The Mandatory Provident Fund (MPF) is a compulsory pension fund designed by the Hong Kong government as a major protection scheme for the aged and retired residents. Most employees and their employers are required to contribute monthly.
Bosses must stop dipping into workers' retirement funds
Everyone knows about the Mandatory Provident Fund's shortcomings, yet no one seems to have a clear idea how to reform it. Among its most glaring flaws, at least if you are an employee and not a boss, is the so-called offsetting mechanism.
This enables employers to use their contributions to the pension scheme to fund severance and long-service payments for departing employees, thereby depleting their retirement savings. There was talk that Chief Executive Leung Chun-ying would reform or even end the practice in his latest policy address. It turns out he had nothing to say on the subject, to the disappointment of unionists and labour-friendly lawmakers.

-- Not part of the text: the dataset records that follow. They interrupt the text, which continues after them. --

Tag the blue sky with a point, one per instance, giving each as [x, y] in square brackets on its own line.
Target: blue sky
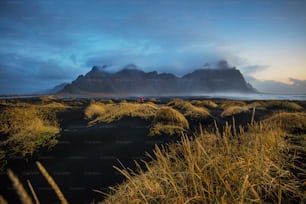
[44, 43]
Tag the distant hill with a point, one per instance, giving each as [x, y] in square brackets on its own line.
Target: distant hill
[131, 81]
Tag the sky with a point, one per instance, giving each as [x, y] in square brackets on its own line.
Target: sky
[47, 42]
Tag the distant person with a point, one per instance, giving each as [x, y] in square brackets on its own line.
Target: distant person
[140, 99]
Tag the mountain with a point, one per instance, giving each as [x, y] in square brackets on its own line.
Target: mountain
[54, 90]
[131, 81]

One of Leung's election promises had been to reduce the amounts bosses could deduct from MPF accounts to make such payments.
Executive Council member Fanny Law Fan Chiu-fun has defended Leung, saying the government is now looking into the issue. It is deeply unfair to allow bosses to dip into these accounts, on top of the already expensive fees and charges MFP fund managers levy on their captive clients. Some pro-business associations have argued that to ban the offsetting practice would increase the cost of business and encourage workers to abuse the system. That is evidently self-serving and is analogous to saying failure to keep wages low would eat into profit margins.
But the reality is that there is simply too much resistance from the business community to end the practice anytime soon. Leung says we need to have a consensus between workers and bosses but that is unlikely to be achieved any time soon, either. Instead, the government and the Mandatory Provident Fund Schemes Authority should start placing limits on how much bosses can take out of an employee's account. That will make it more difficult for the business community to object, and offer better protection for workers when they retire. The ultimate goal should be to phase out the practice entirely.